Since Entine and Jennings researches the soul of a company, they are more interested in the internal decisions and morals of the company. It is this inner concept the company uses to grow and prosper. They strive to be in total compliance of government acts while understanding they have a duty to the betterment and maintenance of the community’s survival. These actions should be have the basis of ethical morals, honesty and confidence to reveal all behaviors to the society, its stockholders, government agencies and stakeholders. Entine and Jennings looks at the entire picture of the company and its structure, while maintaining the ideal that all divisions of the company must do their part and not just the managers. The managers should be willing to give up some of the firm’s own profit in order to keep the environment pure. They do not concern themselves with the business functions of their divisions.

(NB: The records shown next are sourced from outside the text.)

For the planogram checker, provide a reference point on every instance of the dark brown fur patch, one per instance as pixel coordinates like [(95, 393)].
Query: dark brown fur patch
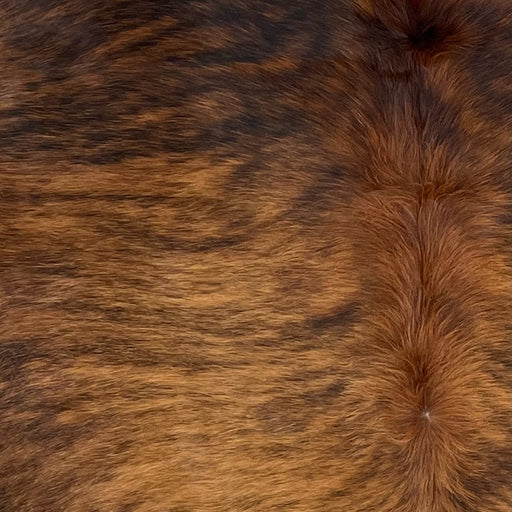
[(255, 256)]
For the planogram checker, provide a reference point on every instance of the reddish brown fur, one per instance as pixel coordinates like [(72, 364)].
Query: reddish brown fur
[(255, 256)]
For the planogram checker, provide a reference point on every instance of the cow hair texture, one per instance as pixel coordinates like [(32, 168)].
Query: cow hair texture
[(255, 256)]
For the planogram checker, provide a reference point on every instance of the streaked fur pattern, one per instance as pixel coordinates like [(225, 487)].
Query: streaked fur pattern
[(255, 256)]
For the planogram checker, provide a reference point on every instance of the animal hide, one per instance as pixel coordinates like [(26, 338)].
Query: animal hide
[(255, 256)]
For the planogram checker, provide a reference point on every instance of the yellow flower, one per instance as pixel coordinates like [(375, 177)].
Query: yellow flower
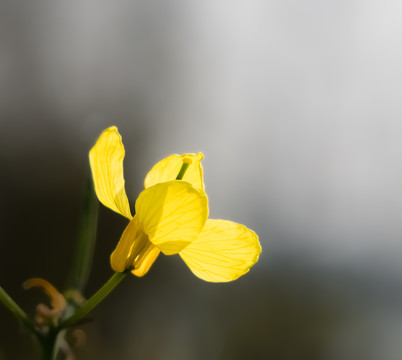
[(171, 216)]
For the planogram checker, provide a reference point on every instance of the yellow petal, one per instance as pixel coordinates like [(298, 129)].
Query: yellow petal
[(172, 214), (168, 169), (106, 159), (134, 251), (120, 258), (224, 251)]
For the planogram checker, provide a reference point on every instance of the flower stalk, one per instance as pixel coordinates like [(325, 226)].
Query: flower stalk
[(94, 300)]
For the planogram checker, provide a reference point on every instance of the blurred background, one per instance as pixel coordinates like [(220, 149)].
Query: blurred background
[(297, 108)]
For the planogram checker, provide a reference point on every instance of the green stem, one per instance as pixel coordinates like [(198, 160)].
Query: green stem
[(86, 239), (16, 311), (94, 300)]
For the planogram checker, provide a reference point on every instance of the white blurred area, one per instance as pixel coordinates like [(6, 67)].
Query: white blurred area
[(295, 104)]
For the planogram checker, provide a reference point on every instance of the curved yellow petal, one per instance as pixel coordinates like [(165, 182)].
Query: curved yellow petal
[(120, 258), (106, 159), (134, 251), (224, 251), (168, 169), (172, 214)]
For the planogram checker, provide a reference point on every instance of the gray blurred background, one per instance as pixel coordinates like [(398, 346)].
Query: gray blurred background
[(297, 108)]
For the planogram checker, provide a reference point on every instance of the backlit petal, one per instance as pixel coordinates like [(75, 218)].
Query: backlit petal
[(172, 214), (134, 251), (120, 258), (224, 251), (168, 168), (106, 159)]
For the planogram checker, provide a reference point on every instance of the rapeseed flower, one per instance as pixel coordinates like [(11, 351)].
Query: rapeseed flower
[(171, 216)]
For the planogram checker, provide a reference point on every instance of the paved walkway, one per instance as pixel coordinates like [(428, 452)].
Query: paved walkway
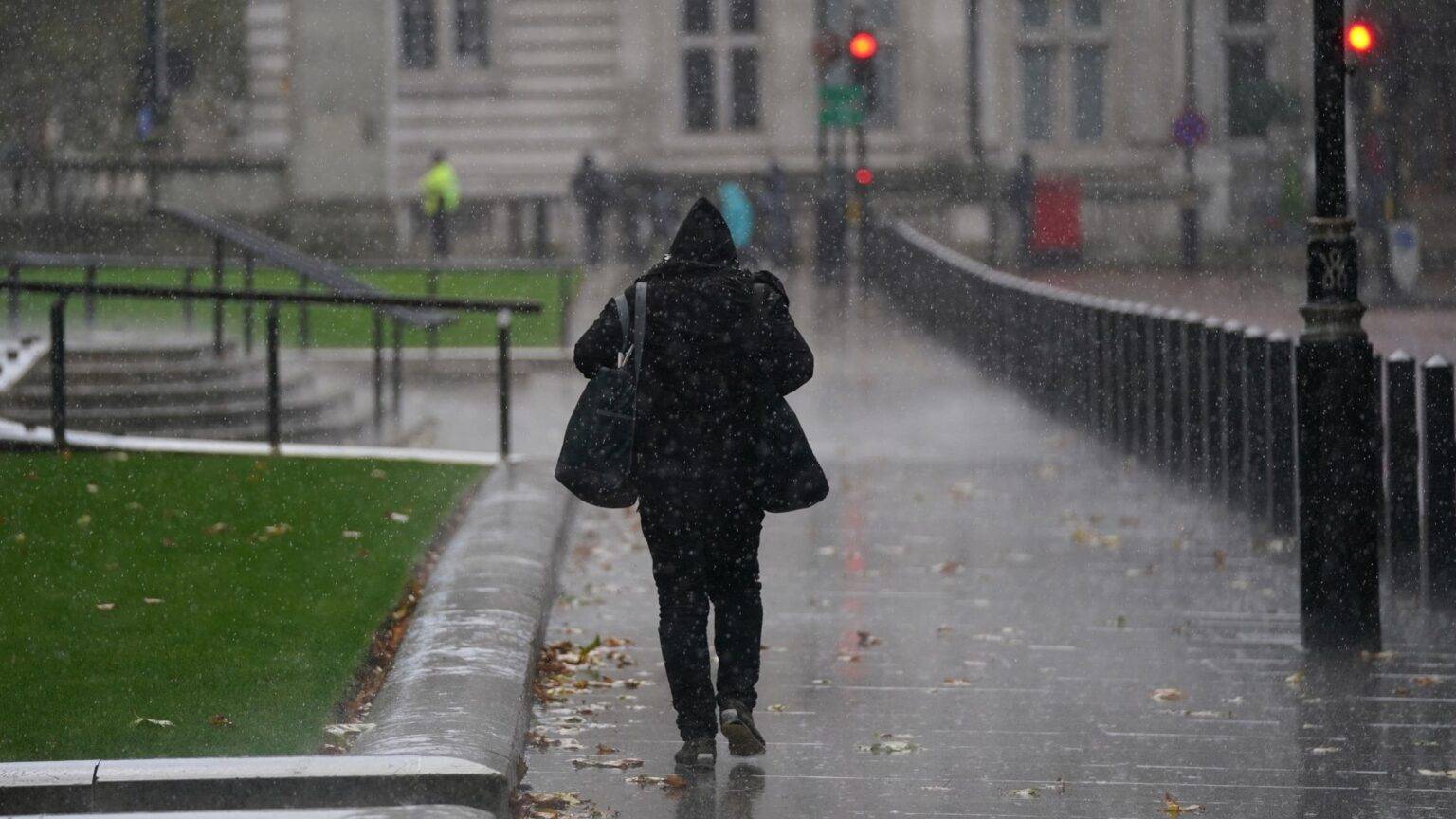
[(991, 617)]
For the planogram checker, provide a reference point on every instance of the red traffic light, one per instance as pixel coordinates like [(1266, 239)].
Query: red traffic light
[(863, 46), (1360, 38)]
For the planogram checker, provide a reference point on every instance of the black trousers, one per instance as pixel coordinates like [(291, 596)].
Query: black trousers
[(703, 538)]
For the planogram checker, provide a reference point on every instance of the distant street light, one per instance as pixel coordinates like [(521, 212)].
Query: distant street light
[(1337, 388)]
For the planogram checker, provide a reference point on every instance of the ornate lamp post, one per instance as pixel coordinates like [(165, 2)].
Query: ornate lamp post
[(1337, 390)]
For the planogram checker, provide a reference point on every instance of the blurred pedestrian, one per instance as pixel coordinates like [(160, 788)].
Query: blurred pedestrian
[(592, 189), (439, 198), (737, 211), (719, 339)]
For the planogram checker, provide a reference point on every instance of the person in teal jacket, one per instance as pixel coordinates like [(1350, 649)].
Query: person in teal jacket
[(439, 198), (737, 211)]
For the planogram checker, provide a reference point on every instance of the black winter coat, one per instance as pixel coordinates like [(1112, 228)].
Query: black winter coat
[(705, 369)]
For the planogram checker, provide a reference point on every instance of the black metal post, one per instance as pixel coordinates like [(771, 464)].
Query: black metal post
[(1336, 391), (219, 260), (1282, 434), (59, 372), (1175, 385), (1257, 425), (89, 283), (502, 344), (1402, 458), (432, 289), (1211, 377), (1233, 452), (247, 306), (396, 372), (1439, 466), (274, 398), (1192, 398), (187, 303), (379, 374), (304, 333)]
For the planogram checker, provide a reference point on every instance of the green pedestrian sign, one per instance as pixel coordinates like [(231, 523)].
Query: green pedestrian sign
[(842, 106)]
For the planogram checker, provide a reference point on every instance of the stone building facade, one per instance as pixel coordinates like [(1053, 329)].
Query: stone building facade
[(357, 94)]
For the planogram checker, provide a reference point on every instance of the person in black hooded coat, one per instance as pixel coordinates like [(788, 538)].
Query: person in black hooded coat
[(705, 371)]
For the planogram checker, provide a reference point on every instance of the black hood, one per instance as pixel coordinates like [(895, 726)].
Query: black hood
[(703, 238)]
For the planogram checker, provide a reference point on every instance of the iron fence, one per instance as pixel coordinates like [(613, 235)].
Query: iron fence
[(1208, 401)]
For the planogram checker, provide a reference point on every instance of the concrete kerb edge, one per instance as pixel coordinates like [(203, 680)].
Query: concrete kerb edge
[(462, 708), (462, 682)]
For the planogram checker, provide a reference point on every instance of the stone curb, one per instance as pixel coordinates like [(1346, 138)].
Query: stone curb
[(450, 720), (462, 681)]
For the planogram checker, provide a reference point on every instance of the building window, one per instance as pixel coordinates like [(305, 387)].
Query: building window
[(700, 89), (1037, 102), (1086, 13), (1248, 89), (721, 65), (1248, 12), (1088, 63), (473, 32), (744, 89), (417, 34), (1035, 13)]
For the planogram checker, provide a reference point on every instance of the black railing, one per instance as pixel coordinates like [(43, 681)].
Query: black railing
[(431, 273), (504, 311), (1211, 403)]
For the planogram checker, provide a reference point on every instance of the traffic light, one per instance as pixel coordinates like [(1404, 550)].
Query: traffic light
[(1360, 38), (863, 48)]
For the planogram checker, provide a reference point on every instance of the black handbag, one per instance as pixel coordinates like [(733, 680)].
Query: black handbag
[(595, 455), (788, 477)]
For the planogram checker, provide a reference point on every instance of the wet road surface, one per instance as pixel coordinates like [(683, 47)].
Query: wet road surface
[(991, 617)]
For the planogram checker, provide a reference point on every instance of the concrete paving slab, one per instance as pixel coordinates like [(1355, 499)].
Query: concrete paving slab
[(461, 685)]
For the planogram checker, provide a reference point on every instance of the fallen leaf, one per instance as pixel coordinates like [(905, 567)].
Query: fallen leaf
[(1173, 808), (614, 764)]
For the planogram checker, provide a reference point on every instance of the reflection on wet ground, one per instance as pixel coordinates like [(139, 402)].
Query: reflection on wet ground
[(991, 617)]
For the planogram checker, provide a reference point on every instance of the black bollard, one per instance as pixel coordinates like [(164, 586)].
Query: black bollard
[(1192, 398), (1211, 379), (1282, 434), (1257, 425), (1232, 391), (1439, 436), (1402, 455), (1175, 391)]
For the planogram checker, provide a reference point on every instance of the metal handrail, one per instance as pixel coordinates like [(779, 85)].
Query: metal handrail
[(504, 311)]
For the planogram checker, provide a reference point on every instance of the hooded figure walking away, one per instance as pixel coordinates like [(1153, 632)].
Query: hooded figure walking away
[(708, 358)]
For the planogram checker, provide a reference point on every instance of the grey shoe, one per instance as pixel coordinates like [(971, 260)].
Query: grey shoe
[(737, 724), (698, 753)]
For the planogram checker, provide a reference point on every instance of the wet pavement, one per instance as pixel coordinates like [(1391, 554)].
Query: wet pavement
[(991, 617)]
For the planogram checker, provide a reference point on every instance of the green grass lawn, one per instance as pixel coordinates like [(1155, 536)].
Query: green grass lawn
[(329, 327), (184, 588)]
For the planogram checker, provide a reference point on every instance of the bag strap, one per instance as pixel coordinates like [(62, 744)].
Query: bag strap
[(621, 300), (640, 327)]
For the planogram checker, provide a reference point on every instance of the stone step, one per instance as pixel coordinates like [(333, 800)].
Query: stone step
[(37, 395), (179, 417)]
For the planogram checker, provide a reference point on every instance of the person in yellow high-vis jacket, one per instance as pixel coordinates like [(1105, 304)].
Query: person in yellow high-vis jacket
[(440, 197)]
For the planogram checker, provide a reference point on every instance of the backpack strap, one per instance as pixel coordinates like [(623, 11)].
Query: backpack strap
[(621, 300), (640, 327)]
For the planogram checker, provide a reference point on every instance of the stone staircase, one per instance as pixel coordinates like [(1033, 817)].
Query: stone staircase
[(181, 390)]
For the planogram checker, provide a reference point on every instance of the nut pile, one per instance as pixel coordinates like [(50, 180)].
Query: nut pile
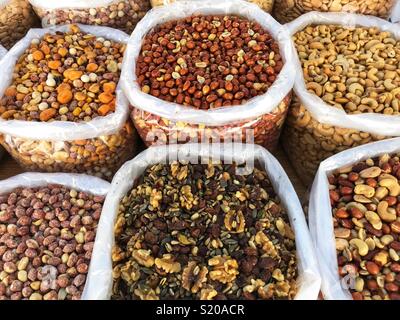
[(64, 76), (202, 232), (16, 18), (288, 10), (67, 77), (208, 62), (266, 5), (46, 241), (101, 156), (352, 69), (366, 217), (120, 14)]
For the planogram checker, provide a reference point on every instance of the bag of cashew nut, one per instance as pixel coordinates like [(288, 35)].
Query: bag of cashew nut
[(41, 264), (147, 168), (354, 209), (16, 18), (266, 5), (61, 107), (288, 10), (118, 14), (346, 89), (227, 89)]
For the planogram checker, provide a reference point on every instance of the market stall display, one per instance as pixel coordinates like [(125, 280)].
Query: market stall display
[(180, 221), (48, 224), (118, 14), (347, 86), (354, 220), (61, 108), (16, 18), (288, 10), (219, 77)]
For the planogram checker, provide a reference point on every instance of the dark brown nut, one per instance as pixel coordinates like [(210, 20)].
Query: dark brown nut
[(16, 18), (44, 265), (208, 62), (239, 238), (120, 14), (287, 10), (370, 244)]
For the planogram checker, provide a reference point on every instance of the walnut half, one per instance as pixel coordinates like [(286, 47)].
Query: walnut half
[(193, 277), (224, 270)]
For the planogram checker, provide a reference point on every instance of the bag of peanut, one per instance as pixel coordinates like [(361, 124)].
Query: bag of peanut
[(355, 223), (16, 18), (113, 269), (346, 89), (48, 223), (236, 86), (61, 106), (118, 14), (266, 5), (288, 10)]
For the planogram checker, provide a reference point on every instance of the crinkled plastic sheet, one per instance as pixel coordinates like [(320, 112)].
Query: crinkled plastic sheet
[(99, 283), (320, 212), (62, 130), (379, 124), (172, 111), (79, 182), (71, 4)]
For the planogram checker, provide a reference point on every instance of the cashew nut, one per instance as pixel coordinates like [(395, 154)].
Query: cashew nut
[(365, 190), (392, 185), (360, 245)]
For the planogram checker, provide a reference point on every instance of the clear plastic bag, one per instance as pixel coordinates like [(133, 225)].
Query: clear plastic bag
[(100, 280), (320, 212), (154, 114), (78, 182), (16, 18), (3, 52), (315, 129), (98, 147), (266, 5), (118, 14), (288, 10)]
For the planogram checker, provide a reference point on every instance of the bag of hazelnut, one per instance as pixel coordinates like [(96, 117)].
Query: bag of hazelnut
[(226, 75), (48, 224), (266, 5), (355, 222), (346, 89), (118, 14), (61, 106), (288, 10), (16, 18), (211, 197)]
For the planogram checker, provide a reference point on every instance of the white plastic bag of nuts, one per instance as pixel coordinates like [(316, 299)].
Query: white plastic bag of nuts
[(100, 277), (341, 102), (3, 52), (288, 10), (118, 14), (353, 202), (97, 147), (266, 5), (16, 18), (207, 98), (38, 261)]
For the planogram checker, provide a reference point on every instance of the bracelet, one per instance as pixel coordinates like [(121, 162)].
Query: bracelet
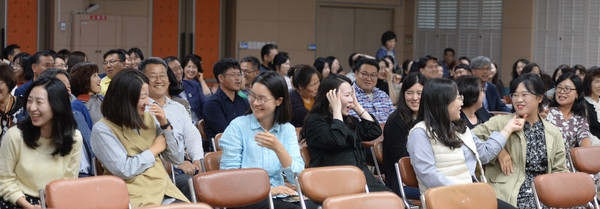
[(361, 113), (166, 125)]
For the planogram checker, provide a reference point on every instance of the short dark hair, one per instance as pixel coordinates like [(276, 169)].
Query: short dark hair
[(266, 50), (278, 88), (136, 51), (76, 57), (594, 72), (35, 59), (197, 60), (223, 65), (81, 74), (9, 50), (7, 76), (386, 36), (533, 84), (579, 107), (119, 52), (470, 87), (302, 75), (252, 60), (149, 61), (449, 50), (120, 102), (63, 123)]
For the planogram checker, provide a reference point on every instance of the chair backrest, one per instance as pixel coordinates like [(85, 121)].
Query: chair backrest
[(378, 148), (232, 188), (386, 200), (320, 183), (181, 206), (585, 159), (200, 126), (409, 178), (564, 190), (217, 137), (96, 192), (212, 161), (305, 156), (467, 196)]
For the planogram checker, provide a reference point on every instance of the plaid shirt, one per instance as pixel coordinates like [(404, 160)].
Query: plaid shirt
[(380, 106)]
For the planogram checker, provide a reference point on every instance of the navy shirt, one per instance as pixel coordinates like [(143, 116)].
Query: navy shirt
[(219, 110)]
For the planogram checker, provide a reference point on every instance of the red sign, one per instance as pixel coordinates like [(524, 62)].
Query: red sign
[(97, 17)]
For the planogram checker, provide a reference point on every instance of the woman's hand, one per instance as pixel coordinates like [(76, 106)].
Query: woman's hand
[(283, 190), (187, 168), (268, 140), (505, 162)]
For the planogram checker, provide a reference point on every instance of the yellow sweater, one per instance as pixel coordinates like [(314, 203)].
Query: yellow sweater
[(25, 171)]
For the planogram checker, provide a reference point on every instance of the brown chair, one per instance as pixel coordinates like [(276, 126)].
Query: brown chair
[(212, 161), (232, 188), (96, 192), (216, 142), (406, 176), (305, 156), (564, 190), (387, 200), (462, 196), (320, 183), (181, 206), (585, 159)]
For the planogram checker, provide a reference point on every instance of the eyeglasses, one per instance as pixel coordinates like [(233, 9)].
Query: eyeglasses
[(565, 89), (110, 62), (260, 100), (515, 96), (366, 75)]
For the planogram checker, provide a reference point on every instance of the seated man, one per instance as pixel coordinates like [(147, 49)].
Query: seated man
[(225, 105), (480, 67), (156, 71), (371, 98)]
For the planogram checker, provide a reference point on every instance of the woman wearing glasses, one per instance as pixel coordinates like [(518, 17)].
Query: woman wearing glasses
[(537, 149), (264, 138), (451, 154)]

Traditional models understand external factors and actions may and usually do, have an effect on their decisions concerning their social responsibility. These are not concerned with the internal interests of the company. Traditional models want to prevent external issues; evaluate executives’, governing the business, ethics and knowledge in order to make sure their decisions are reputable in the eyes of the community and the profits are at least maintained, but more importantly, increase. These managers must keep in mind that their judgments are used for the betterment and growth of all the individuals the firm come in contact with, while being true to their own selves and allowing their own progression without harm to others. An important basis is, these divisions needs and requests are equally considered when planning the company’s future.
In one aspect it is difficult to compare the two models because they have entirely diverse viewpoints: They are totally on different ends of the spectrum when it comes to social responsibility evaluation.